Parlamento Europeu reconhece Guaidó como presidente

Eurodeputados aprovam declaração que apela para a União Europeia e os Estados-membros seguirem o exemplo.

A resolução resulta de uma iniciativa de deputados de quatro bancadas (PPE, S&D, ALDE e ECR) e "reconhece Juan Guaidó como legítimo presidente interino da Venezuela". Teve 439 votos a favor, 104 contra e 88 abstenções.

Os eurodeputados consideram que Nicolás Maduro "usurpou, de forma ilegítima, o poder presidencial perante o Supremo Tribunal de Justiça, em violação da ordem constitucional" e declara o apoio à Assembleia Nacional, "único orgão democrático legítimo da Venezuela".

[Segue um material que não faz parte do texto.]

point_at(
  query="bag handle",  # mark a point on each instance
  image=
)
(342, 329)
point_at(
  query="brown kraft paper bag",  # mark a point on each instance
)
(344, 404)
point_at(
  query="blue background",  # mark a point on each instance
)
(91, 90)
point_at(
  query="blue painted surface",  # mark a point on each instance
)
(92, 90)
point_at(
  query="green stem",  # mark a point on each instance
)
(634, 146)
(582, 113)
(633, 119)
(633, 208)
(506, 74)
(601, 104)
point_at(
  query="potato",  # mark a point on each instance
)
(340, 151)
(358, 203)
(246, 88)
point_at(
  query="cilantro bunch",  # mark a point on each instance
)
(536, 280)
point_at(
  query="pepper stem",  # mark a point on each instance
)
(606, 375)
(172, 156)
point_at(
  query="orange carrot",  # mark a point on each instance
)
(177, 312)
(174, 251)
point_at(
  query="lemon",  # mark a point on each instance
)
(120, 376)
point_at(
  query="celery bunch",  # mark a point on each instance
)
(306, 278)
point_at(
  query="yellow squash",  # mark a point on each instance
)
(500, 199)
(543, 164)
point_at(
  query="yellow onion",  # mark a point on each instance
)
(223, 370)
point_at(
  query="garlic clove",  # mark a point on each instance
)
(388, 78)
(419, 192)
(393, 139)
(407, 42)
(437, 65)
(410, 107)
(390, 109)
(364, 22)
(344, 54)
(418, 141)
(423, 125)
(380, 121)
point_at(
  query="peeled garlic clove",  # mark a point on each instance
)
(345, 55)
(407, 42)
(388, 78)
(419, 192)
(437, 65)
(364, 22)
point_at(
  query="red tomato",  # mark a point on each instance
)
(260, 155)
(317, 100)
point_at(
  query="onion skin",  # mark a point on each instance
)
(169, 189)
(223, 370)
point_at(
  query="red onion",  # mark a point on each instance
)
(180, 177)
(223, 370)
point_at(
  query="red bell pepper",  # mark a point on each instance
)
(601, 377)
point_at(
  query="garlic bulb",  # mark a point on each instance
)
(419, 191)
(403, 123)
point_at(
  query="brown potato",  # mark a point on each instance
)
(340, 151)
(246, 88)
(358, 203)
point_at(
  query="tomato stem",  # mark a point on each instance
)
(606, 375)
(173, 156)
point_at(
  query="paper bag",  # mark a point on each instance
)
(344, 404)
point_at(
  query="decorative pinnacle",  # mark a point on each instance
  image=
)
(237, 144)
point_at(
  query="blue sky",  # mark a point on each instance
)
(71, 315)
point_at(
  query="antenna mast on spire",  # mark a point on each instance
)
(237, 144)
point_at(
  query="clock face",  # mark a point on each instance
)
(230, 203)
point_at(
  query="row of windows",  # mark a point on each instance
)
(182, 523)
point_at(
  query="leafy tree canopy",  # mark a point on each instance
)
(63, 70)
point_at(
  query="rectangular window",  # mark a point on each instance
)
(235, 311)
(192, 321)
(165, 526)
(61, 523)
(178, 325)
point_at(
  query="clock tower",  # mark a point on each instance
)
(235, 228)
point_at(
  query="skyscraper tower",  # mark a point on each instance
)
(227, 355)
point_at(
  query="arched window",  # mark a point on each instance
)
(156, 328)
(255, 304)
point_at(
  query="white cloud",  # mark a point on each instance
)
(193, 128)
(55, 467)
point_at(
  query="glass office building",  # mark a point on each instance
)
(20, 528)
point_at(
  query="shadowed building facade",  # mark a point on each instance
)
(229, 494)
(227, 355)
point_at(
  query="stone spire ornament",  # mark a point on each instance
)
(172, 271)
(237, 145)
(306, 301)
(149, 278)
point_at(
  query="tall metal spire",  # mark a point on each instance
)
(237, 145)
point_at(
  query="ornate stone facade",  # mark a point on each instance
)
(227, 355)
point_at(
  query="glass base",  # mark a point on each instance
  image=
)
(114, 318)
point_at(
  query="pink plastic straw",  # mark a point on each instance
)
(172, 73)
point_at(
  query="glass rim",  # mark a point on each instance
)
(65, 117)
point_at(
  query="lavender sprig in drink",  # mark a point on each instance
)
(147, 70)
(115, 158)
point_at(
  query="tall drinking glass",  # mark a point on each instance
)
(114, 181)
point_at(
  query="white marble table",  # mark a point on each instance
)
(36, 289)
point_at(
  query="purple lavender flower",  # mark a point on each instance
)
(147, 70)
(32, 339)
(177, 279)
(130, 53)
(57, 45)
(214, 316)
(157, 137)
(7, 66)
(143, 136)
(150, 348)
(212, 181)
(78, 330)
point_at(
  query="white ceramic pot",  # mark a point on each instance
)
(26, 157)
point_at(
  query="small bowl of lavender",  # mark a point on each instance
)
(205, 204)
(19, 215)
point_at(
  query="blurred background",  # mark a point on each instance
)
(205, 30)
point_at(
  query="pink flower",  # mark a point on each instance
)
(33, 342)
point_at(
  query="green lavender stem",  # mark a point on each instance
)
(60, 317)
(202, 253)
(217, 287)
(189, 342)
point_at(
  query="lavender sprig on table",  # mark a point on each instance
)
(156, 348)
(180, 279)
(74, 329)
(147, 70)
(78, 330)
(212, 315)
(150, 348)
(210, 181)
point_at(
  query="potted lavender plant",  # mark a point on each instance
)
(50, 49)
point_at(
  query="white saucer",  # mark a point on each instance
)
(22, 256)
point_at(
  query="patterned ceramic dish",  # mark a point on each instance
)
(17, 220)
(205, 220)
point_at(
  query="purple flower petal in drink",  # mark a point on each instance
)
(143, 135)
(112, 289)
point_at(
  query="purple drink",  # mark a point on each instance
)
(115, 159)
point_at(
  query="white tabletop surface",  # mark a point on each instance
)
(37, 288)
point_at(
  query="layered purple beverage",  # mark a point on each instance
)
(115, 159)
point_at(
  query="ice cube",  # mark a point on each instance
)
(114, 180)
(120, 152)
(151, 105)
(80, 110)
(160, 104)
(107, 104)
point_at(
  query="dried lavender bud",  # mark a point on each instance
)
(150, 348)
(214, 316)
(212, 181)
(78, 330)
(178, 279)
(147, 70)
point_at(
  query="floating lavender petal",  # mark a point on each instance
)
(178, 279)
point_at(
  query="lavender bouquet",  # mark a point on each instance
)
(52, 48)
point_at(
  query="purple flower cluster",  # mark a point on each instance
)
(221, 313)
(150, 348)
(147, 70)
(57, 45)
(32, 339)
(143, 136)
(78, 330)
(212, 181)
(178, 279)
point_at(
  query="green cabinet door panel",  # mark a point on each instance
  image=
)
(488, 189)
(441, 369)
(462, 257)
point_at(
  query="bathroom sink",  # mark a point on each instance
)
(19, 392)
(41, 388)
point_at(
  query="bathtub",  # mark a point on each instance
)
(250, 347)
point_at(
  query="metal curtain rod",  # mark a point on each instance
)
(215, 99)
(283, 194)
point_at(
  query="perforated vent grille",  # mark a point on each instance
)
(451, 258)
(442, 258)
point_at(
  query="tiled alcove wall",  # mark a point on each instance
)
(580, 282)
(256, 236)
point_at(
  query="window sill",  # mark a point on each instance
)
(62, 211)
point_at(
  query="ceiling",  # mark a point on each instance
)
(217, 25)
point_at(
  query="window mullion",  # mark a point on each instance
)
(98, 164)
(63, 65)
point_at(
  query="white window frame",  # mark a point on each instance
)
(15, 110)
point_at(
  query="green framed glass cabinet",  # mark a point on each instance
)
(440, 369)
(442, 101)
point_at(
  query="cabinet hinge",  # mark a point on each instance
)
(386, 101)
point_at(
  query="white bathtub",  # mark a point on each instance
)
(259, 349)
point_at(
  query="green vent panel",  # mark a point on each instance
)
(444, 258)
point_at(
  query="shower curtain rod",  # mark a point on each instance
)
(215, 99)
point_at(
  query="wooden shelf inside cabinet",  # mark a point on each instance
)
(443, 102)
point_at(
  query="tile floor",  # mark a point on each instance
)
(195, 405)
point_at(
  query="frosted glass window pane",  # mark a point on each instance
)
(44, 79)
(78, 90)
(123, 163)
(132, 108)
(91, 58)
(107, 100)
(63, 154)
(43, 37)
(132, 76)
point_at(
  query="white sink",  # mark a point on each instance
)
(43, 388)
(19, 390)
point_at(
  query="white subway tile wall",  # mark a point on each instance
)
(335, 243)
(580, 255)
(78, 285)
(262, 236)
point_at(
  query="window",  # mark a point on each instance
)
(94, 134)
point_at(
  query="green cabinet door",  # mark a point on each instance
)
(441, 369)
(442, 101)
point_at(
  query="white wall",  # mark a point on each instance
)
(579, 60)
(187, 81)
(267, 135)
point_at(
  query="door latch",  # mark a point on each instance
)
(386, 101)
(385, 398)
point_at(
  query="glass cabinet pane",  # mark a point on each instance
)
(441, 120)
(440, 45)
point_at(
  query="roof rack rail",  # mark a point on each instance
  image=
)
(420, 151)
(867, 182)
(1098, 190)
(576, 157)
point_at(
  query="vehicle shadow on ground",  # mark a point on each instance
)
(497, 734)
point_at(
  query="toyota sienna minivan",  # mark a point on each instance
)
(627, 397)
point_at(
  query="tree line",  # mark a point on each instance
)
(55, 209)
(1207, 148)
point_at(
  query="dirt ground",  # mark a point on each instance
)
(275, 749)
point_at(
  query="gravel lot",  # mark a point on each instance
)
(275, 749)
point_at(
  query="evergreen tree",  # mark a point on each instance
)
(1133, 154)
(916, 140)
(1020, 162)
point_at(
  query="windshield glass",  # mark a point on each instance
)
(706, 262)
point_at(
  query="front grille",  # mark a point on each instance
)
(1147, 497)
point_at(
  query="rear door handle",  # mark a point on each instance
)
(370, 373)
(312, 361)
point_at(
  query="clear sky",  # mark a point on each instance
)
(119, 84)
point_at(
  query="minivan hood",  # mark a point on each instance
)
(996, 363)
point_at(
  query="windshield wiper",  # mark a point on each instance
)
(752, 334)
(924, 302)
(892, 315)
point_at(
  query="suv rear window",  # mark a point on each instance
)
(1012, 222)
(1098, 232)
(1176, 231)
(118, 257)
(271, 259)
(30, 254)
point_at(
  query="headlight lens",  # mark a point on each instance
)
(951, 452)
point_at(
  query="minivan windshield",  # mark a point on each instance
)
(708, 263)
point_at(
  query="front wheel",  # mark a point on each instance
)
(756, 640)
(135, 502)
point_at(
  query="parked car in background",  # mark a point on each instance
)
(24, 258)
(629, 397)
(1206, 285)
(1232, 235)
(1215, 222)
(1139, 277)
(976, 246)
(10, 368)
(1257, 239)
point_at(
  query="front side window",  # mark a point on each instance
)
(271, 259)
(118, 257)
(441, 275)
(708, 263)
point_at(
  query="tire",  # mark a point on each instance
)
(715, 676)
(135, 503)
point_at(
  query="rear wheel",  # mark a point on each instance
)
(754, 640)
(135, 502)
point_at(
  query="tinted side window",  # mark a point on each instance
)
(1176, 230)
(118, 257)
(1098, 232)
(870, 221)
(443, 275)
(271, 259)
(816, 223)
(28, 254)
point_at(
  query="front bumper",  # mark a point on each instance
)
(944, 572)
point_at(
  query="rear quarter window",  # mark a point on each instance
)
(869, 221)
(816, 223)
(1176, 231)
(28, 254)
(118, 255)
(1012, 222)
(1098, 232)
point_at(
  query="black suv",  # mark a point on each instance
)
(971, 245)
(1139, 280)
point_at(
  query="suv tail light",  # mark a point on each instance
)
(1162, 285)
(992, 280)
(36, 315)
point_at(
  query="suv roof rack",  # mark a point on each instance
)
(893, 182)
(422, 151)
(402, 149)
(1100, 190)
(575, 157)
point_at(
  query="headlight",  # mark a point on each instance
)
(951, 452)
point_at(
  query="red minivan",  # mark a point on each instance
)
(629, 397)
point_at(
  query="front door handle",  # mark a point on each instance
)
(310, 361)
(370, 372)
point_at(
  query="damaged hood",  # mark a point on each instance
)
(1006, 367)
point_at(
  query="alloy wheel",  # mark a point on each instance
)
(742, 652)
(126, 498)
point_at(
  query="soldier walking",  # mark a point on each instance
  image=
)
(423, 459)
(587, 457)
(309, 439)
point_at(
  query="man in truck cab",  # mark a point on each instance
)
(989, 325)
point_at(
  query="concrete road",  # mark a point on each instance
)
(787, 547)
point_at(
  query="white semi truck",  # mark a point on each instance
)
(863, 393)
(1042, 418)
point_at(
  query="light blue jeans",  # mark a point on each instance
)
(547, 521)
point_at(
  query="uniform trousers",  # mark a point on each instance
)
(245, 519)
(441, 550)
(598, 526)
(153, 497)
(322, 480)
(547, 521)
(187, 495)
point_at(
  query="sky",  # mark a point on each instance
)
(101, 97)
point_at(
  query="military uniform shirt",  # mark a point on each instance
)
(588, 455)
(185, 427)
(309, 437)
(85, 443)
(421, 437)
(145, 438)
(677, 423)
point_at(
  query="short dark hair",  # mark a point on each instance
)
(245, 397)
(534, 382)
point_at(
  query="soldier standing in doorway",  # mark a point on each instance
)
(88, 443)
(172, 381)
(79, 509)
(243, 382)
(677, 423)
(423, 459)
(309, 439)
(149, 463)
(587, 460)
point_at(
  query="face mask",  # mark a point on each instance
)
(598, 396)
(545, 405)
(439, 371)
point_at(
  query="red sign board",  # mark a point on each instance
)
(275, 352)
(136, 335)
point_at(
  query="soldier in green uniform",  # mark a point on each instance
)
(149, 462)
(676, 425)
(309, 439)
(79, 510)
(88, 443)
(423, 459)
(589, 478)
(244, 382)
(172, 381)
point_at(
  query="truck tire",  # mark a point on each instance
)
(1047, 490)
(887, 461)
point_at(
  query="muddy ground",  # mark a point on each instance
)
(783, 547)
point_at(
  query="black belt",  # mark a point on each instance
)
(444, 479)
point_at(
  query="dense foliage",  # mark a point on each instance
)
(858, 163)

O Parlamento Europeu insta as instituições europeias, a chefe da diplomacia europeia, Federica Mogherini, e os Estados-Membros que "adotem uma posição firme e comum e reconheçam Juan Guaidó como único Presidente interino legítimo do país até que seja possível convocar novas eleições presidenciais livres, transparentes e credíveis tendo em vista restabelecer a democracia".

A resolução apela também ao secretário-geral das Nações Unidas, António Guterres, para iniciar um inquérito "independente e exaustivo" sobre os assassínios cometidos na Venezuela.

O Parlamento Europeu atribuiu em 2017 o Prémio Sakharov à oposição democrática e aos presos políticos venezuelanos.

Manter a pressão

Juan Guaidó, em conversa com o ministro dos Negócios Estrangeiros britânico Jeremy Hunt, pediu aos europeus para manterem a pressão em Nicolás Maduro, o líder da Venezuela, reeleito há dez meses de forma contestada. "Guaidó foi muito claro. Ele quer que a pressão a Nicolás Maduro aumente, porque eles precisam de mudança", disse.

"Exorto os ministros dos Negócios Estrangeiros da UE a fazerem exatamente o mesmo quando me encontrar com eles esta tarde, para que tenhamos eleições livres e justas e proporcionemos ao povo da Venezuela uma nova oportunidade de recomeçar", disse o britânico.

Os chefes da diplomacia europeia reúnem-se nesta tarde e a Venezuela faz parte da agenda. Espanha, França, Reino Unido, Holanda e Portugal fizeram um ultimato a Nicolás Maduro: tem até domingo para convocar eleições presidenciais ou caso contrário Guaidó será reconhecido.